Verizon Expands Reach with Fiber, FWA, and Millimeter Wave Technology
Verizon's multibillion strategy includes innovative broadband solutions for multiple dwelling units.
Jericho Casper
WASHINGTON, Nov. 21, 2024 – Verizon has doubled down on plans to expand its fiber and fixed wireless access footprint to over 100 million homes, bolstered by a plan to rollout cutting-edge technology tailored for multiple dwelling units.
Verizon CFO Tony Skiadas outlined the company’s vision for sustainable growth at the Morgan Stanley European Technology, Media & Telecom Conference in Barcelona on Thursday.
For the third quarter of 2024, Verizon “had a good balance of both customer and financial growth," Skiadas said. “We saw 239,000 postpaid phone net ads, and 389,000 broadband subs. We [also met] our FWA target of 4–5 million subscribers 15 months early."
The company projects to double its fixed wireless access subscribers to 8–9 million by 2028, Skiadas said, by expanding coverage from 60 million to 90 million passings within the same timeframe.
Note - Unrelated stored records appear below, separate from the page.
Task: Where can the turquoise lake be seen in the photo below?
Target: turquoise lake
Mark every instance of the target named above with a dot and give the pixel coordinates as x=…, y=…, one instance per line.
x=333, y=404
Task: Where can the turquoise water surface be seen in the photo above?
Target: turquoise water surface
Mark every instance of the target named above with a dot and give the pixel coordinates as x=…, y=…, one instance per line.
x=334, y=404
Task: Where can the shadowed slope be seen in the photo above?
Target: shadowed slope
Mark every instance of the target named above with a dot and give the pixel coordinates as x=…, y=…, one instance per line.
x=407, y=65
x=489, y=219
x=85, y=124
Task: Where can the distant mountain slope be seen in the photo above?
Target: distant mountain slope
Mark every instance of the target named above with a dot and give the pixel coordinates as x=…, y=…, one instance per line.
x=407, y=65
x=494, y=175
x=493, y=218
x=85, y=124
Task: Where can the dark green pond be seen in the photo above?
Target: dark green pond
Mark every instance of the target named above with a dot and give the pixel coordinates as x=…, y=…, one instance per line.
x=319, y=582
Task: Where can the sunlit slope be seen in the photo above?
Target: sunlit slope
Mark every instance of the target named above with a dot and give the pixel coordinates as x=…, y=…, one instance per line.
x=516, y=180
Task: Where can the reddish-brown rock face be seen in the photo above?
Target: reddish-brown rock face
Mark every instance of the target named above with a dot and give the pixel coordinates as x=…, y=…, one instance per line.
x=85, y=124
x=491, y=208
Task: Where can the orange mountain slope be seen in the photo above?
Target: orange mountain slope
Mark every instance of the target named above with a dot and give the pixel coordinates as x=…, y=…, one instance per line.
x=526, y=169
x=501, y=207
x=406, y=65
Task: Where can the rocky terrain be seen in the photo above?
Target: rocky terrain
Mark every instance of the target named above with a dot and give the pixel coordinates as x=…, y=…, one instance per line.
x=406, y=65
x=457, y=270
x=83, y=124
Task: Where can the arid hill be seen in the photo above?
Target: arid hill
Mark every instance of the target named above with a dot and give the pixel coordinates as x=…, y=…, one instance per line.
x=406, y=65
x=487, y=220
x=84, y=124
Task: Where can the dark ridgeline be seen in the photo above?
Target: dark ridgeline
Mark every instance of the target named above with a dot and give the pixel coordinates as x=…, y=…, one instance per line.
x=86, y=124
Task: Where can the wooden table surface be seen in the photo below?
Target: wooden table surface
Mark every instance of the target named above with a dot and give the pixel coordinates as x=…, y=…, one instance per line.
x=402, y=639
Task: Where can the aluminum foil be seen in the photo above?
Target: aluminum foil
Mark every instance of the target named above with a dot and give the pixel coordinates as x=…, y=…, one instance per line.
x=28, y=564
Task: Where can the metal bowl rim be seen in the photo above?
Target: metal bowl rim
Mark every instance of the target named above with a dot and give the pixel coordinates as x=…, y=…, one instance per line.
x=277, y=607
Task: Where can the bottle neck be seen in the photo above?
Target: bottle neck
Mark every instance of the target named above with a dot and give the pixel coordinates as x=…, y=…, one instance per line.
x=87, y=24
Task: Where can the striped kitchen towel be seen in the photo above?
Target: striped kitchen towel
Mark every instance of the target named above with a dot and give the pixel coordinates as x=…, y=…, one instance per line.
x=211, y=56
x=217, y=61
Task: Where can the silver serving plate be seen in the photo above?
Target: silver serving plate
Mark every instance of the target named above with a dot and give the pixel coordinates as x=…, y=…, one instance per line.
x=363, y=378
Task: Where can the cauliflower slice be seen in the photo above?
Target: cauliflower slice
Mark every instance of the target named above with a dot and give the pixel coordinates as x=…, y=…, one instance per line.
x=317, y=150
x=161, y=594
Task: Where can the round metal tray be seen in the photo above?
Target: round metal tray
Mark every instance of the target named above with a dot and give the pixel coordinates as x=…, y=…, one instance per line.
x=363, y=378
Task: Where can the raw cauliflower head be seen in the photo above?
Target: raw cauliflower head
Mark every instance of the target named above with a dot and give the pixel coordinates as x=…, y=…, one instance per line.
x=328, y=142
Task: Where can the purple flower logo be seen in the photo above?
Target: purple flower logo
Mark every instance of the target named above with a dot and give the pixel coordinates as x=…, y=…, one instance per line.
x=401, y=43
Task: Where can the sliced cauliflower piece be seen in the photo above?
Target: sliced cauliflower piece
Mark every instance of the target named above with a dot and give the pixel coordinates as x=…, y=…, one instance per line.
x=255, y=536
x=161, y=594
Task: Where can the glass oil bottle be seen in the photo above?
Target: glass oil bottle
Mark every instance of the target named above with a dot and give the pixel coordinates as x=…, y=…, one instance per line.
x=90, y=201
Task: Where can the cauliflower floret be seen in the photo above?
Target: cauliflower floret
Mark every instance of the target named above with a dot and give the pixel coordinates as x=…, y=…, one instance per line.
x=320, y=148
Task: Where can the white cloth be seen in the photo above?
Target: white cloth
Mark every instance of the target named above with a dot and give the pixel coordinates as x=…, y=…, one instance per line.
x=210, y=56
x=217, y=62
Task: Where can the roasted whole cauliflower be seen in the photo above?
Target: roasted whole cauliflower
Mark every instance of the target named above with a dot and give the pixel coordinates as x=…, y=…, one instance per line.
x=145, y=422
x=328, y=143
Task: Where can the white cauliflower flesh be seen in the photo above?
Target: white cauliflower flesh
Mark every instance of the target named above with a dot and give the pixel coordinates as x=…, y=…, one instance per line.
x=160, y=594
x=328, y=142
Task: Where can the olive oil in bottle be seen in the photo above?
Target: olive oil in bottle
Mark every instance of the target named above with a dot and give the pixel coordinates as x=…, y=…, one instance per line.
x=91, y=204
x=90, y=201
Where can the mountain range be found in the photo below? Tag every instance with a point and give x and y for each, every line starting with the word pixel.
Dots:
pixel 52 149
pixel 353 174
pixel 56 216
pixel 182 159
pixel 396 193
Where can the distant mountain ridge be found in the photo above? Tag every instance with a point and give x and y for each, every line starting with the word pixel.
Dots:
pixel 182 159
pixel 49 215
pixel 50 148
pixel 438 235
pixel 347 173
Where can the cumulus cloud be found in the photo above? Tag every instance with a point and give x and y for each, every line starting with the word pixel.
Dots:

On the fiber side, Verizon has 7 million subscribers and aims to grow its footprint to 30 million premises passed by 2028. This goal is bolstered by the $20 billion all-cash acquisition of Frontier Communications, a deal expected to add approximately 9–10 million fiber passings to Verizon's broadband network.
“For the Frontier deal, it was a good build-versus-buy analysis for us,” Skiadas said. “We could not build 10 million [fiber passings] in 18 months or two years. This was a good analysis of buying at very good economics, and we're happy to be on the other side of the shareholder vote. So the team is very much focused now on the regulatory approval process, which we said would take up to 18 months."
In addition to expanding its fiber footprint, Verizon plans to commercially launch advanced millimeter wave solutions for apartment and office buildings, leveraging existing infrastructure for cost-effective and rapid deployment. “We are very excited about that,” Skiadas said, “using millimeter wave and existing assets that we have. That's really the driver of the [capex] increase for next year.”
With plans to continue developing and refining this technology throughout next year, the point-to-multipoint architecture will utilize Verizon’s millimeter wave spectrum holdings, owned fiber infrastructure, and edge infrastructure.
This MDU solution is one of three key drivers contributing to Verizon’s anticipated increase in capital expenditures for 2025, which are projected to reach $17.5–$18.5 billion.
The other drivers include Verizon’s plan to utilize C-Band spectrum to accelerate the deployment of its mid-band 5G network, and the company’s plans to increase its fiber build rate to 650,000 new premises annually starting in 2025.